Claire, chanteuse à la renommée internationale, part en tournée au Japon, où elle noie son chagrin et sa solitude dans le saké. Une fois son dernier concert achevé, sa vie sur Terre s’arrête aussi. Elle découvre avec stupeur qu’elle est coincée ici-bas avec Yuzo, l’un de ses plus vieux fans, tant qu’elle n’aura pas fait la paix avec son passé… Le réalisateur singapourien Eric Khoo s’aventure au pays du Soleil-Levant en emmenant l’extraordinaire Catherine Deneuve dans son bagage pour raconter cette histoire de fantômes belle, douce, sensible, poétique et mélancolique. La tradition veut que les morts cohabitent avec les vivants tant qu’ils n’ont pas trouvé les réponses à leurs questions. Un récit sur le travail du deuil, rythmé par les mélodies de Jeanne Cherhal, bouleversant mais aussi réconfortant.S. B.
A Real Pain ★★★
De et avec Jesse Eisenberg, Kieran Culkin. 1h29.

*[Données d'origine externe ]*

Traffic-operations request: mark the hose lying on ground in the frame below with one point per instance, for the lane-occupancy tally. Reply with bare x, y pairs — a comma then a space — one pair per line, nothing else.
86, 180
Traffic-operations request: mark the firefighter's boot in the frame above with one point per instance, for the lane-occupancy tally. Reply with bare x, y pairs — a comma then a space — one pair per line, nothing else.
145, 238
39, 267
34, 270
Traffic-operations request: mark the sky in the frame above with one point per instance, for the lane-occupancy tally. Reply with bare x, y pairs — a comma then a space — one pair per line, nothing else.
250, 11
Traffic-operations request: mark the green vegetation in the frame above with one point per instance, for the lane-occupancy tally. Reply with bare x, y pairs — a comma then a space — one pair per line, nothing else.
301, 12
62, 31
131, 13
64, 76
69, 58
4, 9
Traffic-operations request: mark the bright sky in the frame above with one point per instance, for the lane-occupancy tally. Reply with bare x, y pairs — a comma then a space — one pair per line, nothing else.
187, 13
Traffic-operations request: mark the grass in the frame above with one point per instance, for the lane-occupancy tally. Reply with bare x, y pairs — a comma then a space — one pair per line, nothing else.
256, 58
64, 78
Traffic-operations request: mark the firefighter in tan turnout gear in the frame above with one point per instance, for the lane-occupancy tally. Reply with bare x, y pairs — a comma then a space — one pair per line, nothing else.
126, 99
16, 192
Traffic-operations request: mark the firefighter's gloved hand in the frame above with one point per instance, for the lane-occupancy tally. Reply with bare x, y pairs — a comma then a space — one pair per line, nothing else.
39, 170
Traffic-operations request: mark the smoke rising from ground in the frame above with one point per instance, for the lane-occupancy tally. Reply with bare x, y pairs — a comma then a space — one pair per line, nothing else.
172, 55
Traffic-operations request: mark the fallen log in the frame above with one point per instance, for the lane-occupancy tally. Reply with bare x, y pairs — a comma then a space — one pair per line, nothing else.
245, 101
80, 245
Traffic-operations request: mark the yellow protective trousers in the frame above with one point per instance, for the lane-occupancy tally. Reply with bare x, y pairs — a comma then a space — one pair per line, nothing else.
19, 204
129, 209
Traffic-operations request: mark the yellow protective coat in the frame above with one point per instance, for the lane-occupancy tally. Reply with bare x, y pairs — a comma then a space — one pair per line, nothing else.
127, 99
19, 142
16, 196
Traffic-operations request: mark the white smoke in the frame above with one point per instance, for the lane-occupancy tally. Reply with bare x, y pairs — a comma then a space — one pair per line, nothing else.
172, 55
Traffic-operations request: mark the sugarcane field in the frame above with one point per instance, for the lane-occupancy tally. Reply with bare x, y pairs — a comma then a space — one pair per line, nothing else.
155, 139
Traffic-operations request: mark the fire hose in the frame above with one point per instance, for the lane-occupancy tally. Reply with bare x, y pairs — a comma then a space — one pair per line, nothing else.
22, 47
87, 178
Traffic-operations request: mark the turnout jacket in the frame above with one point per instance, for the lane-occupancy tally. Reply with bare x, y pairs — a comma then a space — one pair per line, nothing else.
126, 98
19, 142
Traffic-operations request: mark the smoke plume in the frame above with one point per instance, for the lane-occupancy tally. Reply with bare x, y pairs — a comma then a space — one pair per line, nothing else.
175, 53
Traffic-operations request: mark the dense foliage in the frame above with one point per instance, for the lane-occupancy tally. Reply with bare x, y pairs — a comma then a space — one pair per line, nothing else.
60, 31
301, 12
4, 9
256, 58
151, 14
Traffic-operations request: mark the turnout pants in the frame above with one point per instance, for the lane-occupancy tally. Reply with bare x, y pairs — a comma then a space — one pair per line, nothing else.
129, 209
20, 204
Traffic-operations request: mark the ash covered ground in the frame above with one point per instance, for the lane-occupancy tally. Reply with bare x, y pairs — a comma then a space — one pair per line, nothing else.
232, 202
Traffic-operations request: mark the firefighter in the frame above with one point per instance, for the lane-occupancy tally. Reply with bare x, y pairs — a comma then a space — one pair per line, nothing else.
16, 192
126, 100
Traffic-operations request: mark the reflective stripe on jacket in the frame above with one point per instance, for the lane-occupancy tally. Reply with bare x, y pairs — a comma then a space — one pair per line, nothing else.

Deux cousins que tout oppose, David, introverti, et Benji, aux sautes d’humeur imprévisibles, se donnent rendez-vous à l’aéroport pour un voyage qui va les bouleverser : partir en Pologne sur les traces de leur grand-mère, qui a survécu à l’Holocauste. Rien ne se passe comme prévu… Après La Zone d’intérêt, de Jonathan Glazer, L’Ombre du commandant, de Daniela Völker, et La plus précieuse des marchandises, de Michel Hazanavicius, l’an dernier, au tour de Jesse Eisenberg de contribuer au devoir de mémoire avec ce récit d’introspection cathartique, alors qu’on vient de célébrer les 80 ans de la libération du camp de concentration d’Auschwitz-Birkenau. Cette fiction, construite à partir d’éléments autobiographiques, repose sur la dynamique du tandem antagoniste qu’il forme avec Kieran Culkin (Benji), dont l’exubérance, la grossièreté et les répliques cinglantes traduisent le mal-être. Un numéro d’équilibriste impressionnant de la part du phénomène révélé par la série Succession, aussi pénible qu’attachant à l’écran. Un film sincère, toujours entre humour et émotion. S. B.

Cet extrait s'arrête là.